How do I use a network projector?

To start, connect to the projector by using one of the following methods:

  • Open the Connect to a Network Projector wizard by clicking the Start button Picture of the Start button. In the search box, type Connect to a Network Projector, and then, in the list of results, click Connect to a Network Projector.

    After you find a network projector in the wizard, click Connect.

    Once you're connected, you can control your presentation in the Network Presentation dialog box by clicking Pause, Resume, or Disconnect.

  • If you know a projector's address, open the Connect to a Network Projector wizard, and then click Enter the projector address.

What type of address does a network projector use?

Each projector on the network is identified by a unique address. You can enter the address as a URL (a web address, such as http://server/projectors/projector_1) or as a UNC path (a path on a server, such as \\server\projectors\projector_1). Your system administrator might be able to give you the address of a specific projector.

The address is displayed on the projection screen when a presentation is not in progress. If you're using a security-enabled projector, the projector password is also displayed.

How do I give a presentation with a network projector?

You must find and then connect to a projector on your network.
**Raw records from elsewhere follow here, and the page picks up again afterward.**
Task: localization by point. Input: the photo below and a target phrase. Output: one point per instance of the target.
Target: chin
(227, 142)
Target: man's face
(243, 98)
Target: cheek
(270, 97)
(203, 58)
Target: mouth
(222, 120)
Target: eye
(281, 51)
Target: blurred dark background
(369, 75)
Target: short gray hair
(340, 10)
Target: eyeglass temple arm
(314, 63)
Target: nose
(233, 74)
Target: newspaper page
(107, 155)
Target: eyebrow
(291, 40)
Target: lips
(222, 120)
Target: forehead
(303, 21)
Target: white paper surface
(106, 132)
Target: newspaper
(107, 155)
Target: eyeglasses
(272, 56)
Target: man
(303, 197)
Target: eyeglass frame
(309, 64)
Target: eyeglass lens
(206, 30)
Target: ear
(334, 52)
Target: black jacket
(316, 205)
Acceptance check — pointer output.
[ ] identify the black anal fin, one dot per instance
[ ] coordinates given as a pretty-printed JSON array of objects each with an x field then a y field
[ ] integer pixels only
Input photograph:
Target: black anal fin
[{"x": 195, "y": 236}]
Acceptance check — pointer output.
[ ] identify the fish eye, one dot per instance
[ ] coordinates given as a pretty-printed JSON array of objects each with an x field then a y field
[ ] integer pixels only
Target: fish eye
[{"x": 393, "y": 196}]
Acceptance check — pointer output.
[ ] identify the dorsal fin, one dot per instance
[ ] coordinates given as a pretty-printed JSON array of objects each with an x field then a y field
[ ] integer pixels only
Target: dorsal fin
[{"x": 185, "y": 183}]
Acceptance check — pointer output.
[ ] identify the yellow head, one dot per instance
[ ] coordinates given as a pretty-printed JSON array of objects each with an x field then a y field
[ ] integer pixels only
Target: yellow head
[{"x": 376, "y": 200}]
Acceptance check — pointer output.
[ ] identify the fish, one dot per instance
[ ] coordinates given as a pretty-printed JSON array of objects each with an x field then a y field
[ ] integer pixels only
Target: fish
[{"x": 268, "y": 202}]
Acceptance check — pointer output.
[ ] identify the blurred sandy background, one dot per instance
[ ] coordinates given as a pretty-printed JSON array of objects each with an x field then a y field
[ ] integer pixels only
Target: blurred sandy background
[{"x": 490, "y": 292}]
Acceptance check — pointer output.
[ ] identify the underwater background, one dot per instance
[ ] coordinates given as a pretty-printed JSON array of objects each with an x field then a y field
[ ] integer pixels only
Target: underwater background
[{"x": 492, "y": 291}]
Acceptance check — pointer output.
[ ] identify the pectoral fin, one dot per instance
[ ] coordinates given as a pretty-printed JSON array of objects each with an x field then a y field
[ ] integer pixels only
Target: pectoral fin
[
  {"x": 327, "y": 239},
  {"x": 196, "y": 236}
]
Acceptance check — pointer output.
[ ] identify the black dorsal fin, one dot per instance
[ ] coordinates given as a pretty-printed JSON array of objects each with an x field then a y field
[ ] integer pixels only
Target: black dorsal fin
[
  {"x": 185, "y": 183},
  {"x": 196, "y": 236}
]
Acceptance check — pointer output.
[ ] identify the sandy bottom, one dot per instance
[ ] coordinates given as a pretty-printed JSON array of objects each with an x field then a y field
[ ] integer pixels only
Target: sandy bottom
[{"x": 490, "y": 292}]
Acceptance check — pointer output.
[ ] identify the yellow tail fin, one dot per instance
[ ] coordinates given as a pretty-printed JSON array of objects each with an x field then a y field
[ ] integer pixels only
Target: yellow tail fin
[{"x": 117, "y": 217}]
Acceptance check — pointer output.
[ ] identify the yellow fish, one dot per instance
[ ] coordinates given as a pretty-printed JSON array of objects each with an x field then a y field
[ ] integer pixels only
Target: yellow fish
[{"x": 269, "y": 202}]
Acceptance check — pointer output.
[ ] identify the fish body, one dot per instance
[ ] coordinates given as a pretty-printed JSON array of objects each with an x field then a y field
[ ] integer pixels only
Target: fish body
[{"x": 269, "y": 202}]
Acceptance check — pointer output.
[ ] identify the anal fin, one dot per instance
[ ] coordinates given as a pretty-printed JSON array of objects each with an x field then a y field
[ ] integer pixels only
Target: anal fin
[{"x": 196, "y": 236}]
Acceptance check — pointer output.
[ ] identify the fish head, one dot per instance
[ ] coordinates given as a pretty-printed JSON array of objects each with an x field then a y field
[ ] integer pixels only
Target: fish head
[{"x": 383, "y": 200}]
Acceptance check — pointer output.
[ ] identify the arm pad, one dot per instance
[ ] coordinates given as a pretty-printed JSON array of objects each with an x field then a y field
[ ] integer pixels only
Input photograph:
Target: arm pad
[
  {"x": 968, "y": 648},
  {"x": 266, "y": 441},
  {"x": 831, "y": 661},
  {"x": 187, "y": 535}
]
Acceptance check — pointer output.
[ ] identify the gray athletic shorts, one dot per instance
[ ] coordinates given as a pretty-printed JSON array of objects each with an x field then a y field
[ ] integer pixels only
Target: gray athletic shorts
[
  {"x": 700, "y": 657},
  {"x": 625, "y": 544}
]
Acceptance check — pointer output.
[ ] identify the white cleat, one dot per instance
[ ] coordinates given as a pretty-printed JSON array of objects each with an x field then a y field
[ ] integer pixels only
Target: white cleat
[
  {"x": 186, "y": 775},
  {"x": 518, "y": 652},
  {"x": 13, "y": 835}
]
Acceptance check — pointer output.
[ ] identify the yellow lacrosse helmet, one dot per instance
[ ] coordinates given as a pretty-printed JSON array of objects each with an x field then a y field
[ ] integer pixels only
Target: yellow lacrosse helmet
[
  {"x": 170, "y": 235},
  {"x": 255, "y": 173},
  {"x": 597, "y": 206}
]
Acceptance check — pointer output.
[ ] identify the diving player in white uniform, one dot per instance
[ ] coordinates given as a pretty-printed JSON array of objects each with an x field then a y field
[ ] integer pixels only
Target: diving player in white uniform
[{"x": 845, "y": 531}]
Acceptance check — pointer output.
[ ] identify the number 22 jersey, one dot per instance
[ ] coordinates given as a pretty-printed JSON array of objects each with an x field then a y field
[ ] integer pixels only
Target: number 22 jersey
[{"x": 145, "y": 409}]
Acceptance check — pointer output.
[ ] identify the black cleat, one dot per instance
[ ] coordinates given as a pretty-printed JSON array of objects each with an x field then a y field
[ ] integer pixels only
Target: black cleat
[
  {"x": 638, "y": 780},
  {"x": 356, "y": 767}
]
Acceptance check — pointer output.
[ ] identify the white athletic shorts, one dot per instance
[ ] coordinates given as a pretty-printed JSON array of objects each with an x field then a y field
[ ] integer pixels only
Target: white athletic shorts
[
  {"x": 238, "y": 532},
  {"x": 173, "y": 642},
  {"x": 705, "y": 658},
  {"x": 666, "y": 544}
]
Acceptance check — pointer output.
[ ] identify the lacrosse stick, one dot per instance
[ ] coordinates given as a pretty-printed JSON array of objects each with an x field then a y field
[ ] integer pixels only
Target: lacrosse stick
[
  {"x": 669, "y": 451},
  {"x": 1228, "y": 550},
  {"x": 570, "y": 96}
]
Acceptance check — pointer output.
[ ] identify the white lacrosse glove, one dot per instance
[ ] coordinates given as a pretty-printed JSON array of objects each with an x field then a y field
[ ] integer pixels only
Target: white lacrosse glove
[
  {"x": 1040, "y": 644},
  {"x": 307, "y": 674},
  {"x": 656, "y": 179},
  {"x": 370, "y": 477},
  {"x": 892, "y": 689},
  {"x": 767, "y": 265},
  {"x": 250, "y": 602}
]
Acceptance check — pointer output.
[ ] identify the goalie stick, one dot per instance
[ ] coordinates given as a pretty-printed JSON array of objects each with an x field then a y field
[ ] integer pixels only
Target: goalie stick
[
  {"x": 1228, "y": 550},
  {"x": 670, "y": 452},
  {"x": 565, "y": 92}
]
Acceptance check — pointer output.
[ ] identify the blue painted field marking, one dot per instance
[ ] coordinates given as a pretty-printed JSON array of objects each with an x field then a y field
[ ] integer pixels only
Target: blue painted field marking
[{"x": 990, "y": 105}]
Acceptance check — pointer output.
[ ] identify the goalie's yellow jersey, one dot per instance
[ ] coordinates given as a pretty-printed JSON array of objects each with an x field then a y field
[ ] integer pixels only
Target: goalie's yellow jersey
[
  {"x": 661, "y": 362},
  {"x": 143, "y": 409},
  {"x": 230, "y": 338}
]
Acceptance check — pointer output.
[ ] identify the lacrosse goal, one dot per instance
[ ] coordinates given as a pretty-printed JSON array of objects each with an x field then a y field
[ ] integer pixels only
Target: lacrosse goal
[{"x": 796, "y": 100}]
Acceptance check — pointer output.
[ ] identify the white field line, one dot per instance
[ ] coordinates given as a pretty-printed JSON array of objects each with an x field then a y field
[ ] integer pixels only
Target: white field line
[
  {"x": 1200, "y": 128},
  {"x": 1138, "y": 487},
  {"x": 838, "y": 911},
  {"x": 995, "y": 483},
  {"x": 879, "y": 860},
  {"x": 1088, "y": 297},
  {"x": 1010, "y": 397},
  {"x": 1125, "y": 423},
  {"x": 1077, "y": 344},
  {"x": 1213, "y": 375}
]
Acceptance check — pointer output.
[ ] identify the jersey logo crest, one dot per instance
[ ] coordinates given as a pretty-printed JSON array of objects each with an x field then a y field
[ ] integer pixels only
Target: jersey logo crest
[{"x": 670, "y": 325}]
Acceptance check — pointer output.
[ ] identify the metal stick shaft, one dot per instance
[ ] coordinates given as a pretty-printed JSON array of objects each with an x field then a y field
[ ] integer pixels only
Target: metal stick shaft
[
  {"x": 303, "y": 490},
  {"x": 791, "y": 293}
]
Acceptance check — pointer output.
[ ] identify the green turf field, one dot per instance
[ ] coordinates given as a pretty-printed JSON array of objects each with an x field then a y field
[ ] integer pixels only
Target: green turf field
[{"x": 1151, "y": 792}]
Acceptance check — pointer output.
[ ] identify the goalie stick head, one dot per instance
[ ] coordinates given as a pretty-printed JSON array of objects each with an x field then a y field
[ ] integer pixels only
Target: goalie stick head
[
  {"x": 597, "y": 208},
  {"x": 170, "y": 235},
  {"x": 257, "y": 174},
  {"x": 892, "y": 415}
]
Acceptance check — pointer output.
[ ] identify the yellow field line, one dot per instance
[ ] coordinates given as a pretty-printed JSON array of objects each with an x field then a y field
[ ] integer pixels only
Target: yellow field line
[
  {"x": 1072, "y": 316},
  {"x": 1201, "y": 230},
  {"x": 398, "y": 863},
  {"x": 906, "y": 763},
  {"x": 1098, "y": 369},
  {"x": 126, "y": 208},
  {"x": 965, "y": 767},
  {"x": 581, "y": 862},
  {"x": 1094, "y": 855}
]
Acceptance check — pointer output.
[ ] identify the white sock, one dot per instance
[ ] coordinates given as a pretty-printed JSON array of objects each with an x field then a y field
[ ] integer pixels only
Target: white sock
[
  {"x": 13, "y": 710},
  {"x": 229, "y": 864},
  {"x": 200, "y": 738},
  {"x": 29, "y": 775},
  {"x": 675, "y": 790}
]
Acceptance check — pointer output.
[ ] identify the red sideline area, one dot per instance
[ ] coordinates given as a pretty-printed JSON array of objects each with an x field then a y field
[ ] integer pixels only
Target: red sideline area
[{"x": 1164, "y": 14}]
For more information, see Giving a presentation over a network.

Why can't I connect to a projector?

This could be caused by any of the following:

  • The projector is turned off.

  • Your computer isn't connected to the network.

  • The projector isn't connected to the network.

  • One or more network-related problems are preventing your computer from connecting to the projector. For example, a router or DNS server might be down.

  • A firewall could be blocking the outbound connection on the projecting machine.

  • One or more services required for network projection might have been turned off by Group Policy.

  • The projector is connected to a different network than your computer. You might need to ask your network administrator for permission to access the network that the projector is connected to.

  • The projector might not be configured to accept ad hoc network connections, even if the projector is connected to a wireless access point. You might need to ask your network administrator for credentials to connect to the network that the computer is connected to, or ask the network administrator to configure the projector to accept ad hoc network connections.

Why do I lose my connection to a projector when I change how my desktop is displayed?

If you change how your desktop is displayed while your computer is connected to a network projector, the connection might disappear without warning. For example, this might happen if you change your desktop from Extend to any of the three other options (Computer only, Duplicate, or Projector only). If you lose your connection, try reconnecting to the network projector.

Picture of the choices for how to display your desktop
The four choices for how to display your desktop

For information about how to display your desktop, see Connect to a projector. For information about how to find a network projector, see Find a network projector.

The video clip in my presentation is "choppy." It plays for a few seconds, stops, and then restarts.

Network projectors are designed to transmit and display still images, such as photographs and Microsoft Office PowerPoint slides—not high-bandwidth transmissions, such as video streams. The projector can transmit video, but the playback quality is often poor.